Expressava um sentimento de desdém total por uma elite corrompida totalmente. Se lhes
faltava uma ideologia coerente, comunicavam, contudo, um ponto de vista revolucionário: a
podridão social consumia a sociedade francesa, corroendo-a de cima para baixo. E seus
detalhes picantes prendiam a atenção de um público que podia não assimilar o Contrato
social, mas que depressa se poria a ler Le père Duchesne.” (p.45)
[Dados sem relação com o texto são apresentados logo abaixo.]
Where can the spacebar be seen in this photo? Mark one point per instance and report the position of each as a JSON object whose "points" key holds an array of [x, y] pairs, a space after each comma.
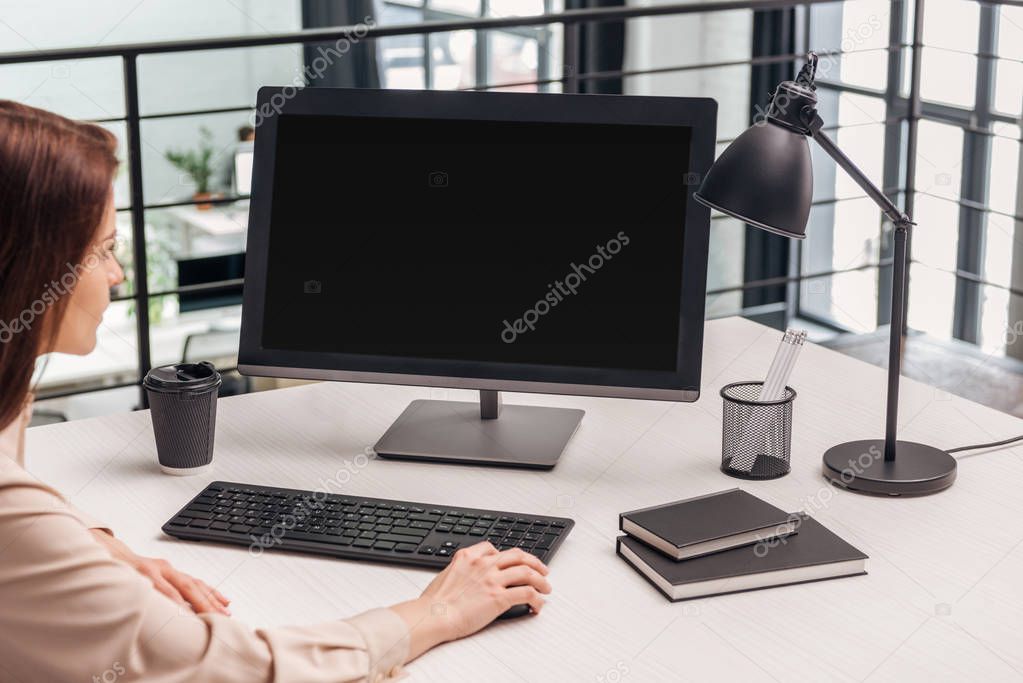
{"points": [[315, 538], [332, 540]]}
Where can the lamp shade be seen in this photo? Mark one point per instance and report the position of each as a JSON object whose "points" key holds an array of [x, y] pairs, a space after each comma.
{"points": [[763, 178]]}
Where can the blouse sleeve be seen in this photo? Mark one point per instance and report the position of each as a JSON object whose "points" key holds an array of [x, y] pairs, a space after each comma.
{"points": [[70, 611]]}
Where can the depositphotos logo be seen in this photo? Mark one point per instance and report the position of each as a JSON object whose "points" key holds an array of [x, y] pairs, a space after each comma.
{"points": [[559, 290]]}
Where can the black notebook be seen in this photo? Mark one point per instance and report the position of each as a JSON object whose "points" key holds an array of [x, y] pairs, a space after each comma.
{"points": [[812, 554], [708, 524]]}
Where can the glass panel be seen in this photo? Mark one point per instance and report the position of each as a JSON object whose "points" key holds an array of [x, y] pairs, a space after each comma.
{"points": [[75, 24], [401, 57], [468, 7], [727, 246], [842, 234], [453, 59], [122, 193], [722, 306], [1005, 169], [92, 404], [113, 361], [215, 79], [936, 236], [954, 25], [850, 300], [80, 89], [939, 160], [221, 134], [1011, 32], [1001, 241], [931, 291], [191, 245], [728, 85], [948, 77], [515, 7], [207, 333], [1009, 86], [125, 256], [857, 29], [653, 43], [1001, 332], [513, 58]]}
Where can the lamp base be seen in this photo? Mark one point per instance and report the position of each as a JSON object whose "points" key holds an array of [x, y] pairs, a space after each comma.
{"points": [[918, 469]]}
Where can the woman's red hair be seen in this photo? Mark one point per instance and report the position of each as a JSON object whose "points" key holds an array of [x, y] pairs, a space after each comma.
{"points": [[55, 178]]}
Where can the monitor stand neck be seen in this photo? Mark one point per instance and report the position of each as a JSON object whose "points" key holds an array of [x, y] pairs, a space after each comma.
{"points": [[490, 404], [487, 433]]}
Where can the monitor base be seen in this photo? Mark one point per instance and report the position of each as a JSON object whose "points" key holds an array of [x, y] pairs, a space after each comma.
{"points": [[454, 431]]}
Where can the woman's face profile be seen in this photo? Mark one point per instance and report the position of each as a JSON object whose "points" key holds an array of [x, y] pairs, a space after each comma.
{"points": [[95, 273]]}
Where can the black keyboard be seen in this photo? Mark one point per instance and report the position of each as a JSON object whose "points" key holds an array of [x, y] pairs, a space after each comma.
{"points": [[356, 528]]}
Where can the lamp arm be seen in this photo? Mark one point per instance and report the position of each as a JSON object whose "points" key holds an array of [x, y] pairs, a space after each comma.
{"points": [[891, 211], [902, 224]]}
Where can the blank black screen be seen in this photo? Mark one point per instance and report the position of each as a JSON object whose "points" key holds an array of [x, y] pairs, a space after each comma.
{"points": [[459, 240]]}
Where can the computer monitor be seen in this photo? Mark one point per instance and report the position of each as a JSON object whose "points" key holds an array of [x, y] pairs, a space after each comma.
{"points": [[495, 241]]}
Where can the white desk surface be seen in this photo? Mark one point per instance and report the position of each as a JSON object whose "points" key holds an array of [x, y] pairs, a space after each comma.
{"points": [[943, 599]]}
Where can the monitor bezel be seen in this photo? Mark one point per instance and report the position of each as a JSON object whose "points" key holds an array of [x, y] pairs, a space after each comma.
{"points": [[682, 384]]}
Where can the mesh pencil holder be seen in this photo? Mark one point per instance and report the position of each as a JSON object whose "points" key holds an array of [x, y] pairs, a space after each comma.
{"points": [[756, 436]]}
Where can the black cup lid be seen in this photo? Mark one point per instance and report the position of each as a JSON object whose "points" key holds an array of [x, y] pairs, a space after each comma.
{"points": [[183, 377]]}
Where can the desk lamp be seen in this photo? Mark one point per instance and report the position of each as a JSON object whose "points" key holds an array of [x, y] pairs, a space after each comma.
{"points": [[764, 178]]}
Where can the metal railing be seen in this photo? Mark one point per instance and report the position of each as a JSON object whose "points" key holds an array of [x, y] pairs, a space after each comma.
{"points": [[570, 20]]}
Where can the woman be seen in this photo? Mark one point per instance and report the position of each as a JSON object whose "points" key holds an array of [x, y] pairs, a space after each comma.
{"points": [[76, 603]]}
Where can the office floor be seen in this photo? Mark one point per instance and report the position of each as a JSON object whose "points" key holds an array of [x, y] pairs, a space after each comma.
{"points": [[958, 367]]}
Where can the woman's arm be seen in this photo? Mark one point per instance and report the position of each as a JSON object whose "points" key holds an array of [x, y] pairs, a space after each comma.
{"points": [[70, 611]]}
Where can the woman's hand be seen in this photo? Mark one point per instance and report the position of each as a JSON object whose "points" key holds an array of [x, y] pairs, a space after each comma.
{"points": [[178, 586], [477, 586]]}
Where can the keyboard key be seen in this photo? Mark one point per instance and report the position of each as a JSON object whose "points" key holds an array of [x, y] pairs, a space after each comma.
{"points": [[400, 538], [421, 533], [425, 517]]}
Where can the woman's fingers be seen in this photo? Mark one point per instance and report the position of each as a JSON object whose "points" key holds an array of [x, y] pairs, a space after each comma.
{"points": [[215, 596], [507, 558], [196, 597], [526, 595], [481, 549], [167, 589], [522, 575]]}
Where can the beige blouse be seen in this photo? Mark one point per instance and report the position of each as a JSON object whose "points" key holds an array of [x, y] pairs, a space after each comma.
{"points": [[69, 611]]}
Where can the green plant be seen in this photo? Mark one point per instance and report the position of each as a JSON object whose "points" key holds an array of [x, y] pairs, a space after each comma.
{"points": [[197, 164]]}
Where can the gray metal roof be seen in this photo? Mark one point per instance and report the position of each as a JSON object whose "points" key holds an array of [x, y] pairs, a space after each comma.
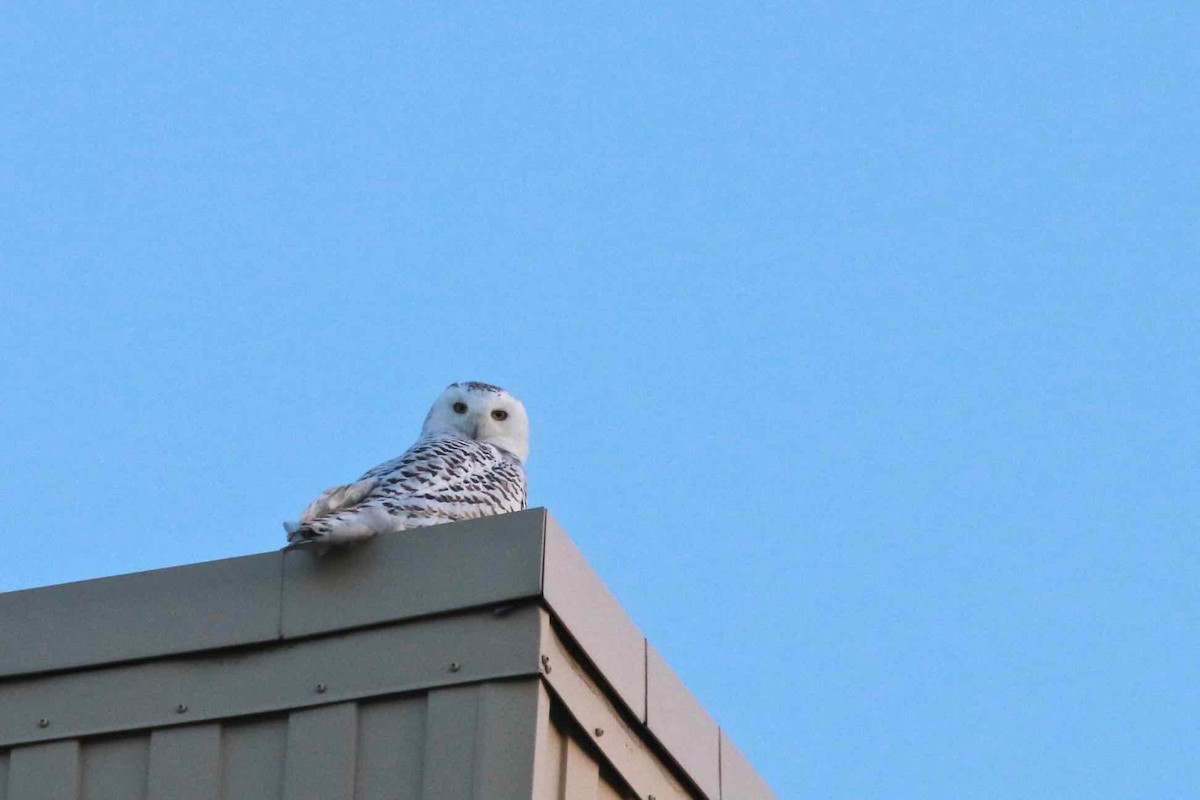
{"points": [[481, 659]]}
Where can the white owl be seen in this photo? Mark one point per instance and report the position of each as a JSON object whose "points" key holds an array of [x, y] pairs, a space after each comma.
{"points": [[468, 462]]}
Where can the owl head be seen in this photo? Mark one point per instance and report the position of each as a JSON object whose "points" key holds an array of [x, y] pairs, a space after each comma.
{"points": [[484, 413]]}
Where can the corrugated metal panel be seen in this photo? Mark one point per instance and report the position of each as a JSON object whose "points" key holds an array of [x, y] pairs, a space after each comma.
{"points": [[682, 725], [364, 663], [480, 660], [425, 571], [196, 607], [461, 743], [595, 619]]}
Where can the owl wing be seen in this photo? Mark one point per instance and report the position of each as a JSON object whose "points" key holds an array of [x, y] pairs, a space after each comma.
{"points": [[337, 498], [449, 473]]}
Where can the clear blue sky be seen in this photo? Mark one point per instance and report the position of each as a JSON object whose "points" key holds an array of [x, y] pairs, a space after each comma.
{"points": [[859, 341]]}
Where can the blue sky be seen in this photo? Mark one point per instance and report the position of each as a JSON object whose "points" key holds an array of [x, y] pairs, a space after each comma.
{"points": [[859, 340]]}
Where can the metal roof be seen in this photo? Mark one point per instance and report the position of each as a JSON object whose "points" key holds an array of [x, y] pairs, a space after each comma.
{"points": [[481, 660]]}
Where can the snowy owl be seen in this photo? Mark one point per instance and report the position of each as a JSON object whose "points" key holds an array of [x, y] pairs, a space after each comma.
{"points": [[468, 462]]}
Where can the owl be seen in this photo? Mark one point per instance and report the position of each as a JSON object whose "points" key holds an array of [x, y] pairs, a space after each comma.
{"points": [[468, 462]]}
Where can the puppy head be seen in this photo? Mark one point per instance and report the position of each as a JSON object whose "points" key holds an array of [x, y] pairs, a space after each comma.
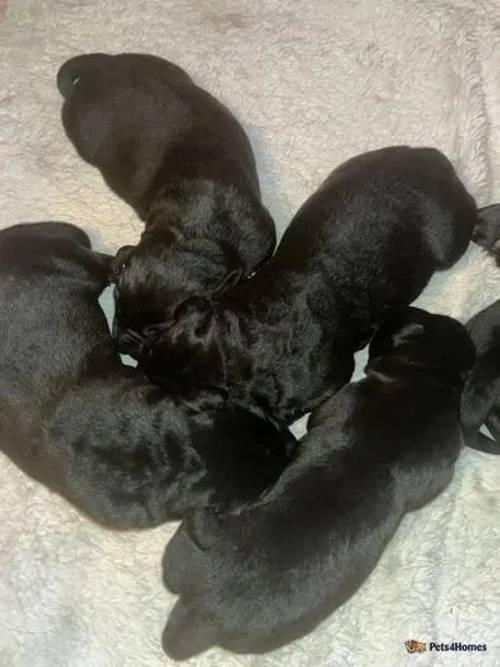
{"points": [[153, 281], [56, 248], [420, 338]]}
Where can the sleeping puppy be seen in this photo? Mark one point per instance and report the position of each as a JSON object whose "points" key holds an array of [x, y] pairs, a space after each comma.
{"points": [[73, 417], [371, 236], [481, 397], [183, 162], [253, 581]]}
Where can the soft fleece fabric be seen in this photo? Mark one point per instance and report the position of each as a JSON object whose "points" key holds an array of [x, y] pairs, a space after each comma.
{"points": [[314, 82]]}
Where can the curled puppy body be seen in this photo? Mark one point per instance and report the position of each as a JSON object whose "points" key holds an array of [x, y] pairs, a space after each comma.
{"points": [[379, 448], [73, 417], [184, 163], [481, 396], [371, 236]]}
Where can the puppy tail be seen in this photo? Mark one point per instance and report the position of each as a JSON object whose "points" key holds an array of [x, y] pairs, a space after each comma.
{"points": [[187, 633], [487, 230], [72, 71]]}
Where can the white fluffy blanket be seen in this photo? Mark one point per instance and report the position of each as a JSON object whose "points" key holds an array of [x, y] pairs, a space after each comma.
{"points": [[314, 82]]}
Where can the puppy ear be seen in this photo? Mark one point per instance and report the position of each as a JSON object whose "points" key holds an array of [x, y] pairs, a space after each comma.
{"points": [[478, 396], [409, 330], [228, 282], [202, 528], [121, 258], [487, 231], [187, 633]]}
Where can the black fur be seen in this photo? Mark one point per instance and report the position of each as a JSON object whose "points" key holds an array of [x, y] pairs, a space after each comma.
{"points": [[380, 448], [73, 417], [183, 162], [487, 231], [371, 236], [481, 397]]}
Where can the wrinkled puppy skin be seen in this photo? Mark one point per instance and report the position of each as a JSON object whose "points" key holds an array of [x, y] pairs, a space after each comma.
{"points": [[184, 163], [370, 237], [96, 431], [481, 397], [379, 448]]}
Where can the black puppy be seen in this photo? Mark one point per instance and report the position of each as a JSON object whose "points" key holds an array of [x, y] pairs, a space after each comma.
{"points": [[73, 417], [481, 397], [380, 448], [372, 235], [183, 162], [487, 230]]}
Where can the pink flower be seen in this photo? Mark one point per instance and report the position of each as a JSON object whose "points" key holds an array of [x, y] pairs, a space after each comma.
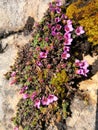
{"points": [[79, 30], [37, 103], [68, 28], [53, 28], [63, 16], [13, 81], [84, 64], [57, 19], [43, 54], [66, 48], [46, 39], [16, 128], [34, 94], [58, 10], [69, 22], [39, 63], [58, 27], [25, 96], [67, 35], [52, 9], [52, 98], [65, 55], [13, 74], [82, 72], [68, 41], [53, 33], [58, 3], [77, 63], [45, 101], [23, 89], [59, 36], [79, 71]]}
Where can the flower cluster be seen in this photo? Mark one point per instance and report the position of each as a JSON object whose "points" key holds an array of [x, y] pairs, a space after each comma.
{"points": [[45, 101], [81, 67], [46, 67], [37, 102]]}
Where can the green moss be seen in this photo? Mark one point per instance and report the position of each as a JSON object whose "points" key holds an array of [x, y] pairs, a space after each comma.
{"points": [[58, 81], [87, 16]]}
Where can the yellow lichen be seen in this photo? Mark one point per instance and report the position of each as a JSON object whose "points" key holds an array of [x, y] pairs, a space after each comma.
{"points": [[86, 14]]}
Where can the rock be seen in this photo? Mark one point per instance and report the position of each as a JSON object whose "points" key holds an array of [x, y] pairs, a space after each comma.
{"points": [[15, 13], [9, 95], [83, 116]]}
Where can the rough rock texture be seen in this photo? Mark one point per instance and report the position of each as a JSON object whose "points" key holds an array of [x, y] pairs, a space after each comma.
{"points": [[85, 117], [14, 13], [9, 95]]}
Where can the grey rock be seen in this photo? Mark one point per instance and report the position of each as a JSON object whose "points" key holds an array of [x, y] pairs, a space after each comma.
{"points": [[83, 116], [9, 95], [15, 13]]}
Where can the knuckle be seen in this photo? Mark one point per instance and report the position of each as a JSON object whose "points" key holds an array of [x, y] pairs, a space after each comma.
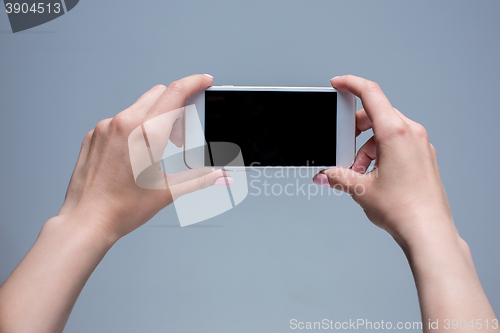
{"points": [[398, 130], [433, 151], [102, 127], [371, 86], [176, 88], [120, 123], [421, 132]]}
“Os libellistes eram porta-vozes de uma subintelliguentsia que não só se situava fora dos
quadros da sociedade, mas que, em vez de reformá-la por métodos polidos e liberais – os
métodos voltairianos – queria subvertê-la.” (p.46)
“Quando veio a Revolução, a oposição entre alta e baixa literatura teve de ser solucionada. A
boemia literária ascendeu, destronou le monde e requisitou para si as posições de poder e
prestígio. Foi uma revolução cultural que criou nova elite e lhe deu novas tarefas .” (p.47)
“Foi nesse ódio que subia das entranhas, e não nas refinadas abstrações de uma bem tratada
elite cultural, que o extremismo revolucionário jacobino articulou seu verdadeiro timbre.”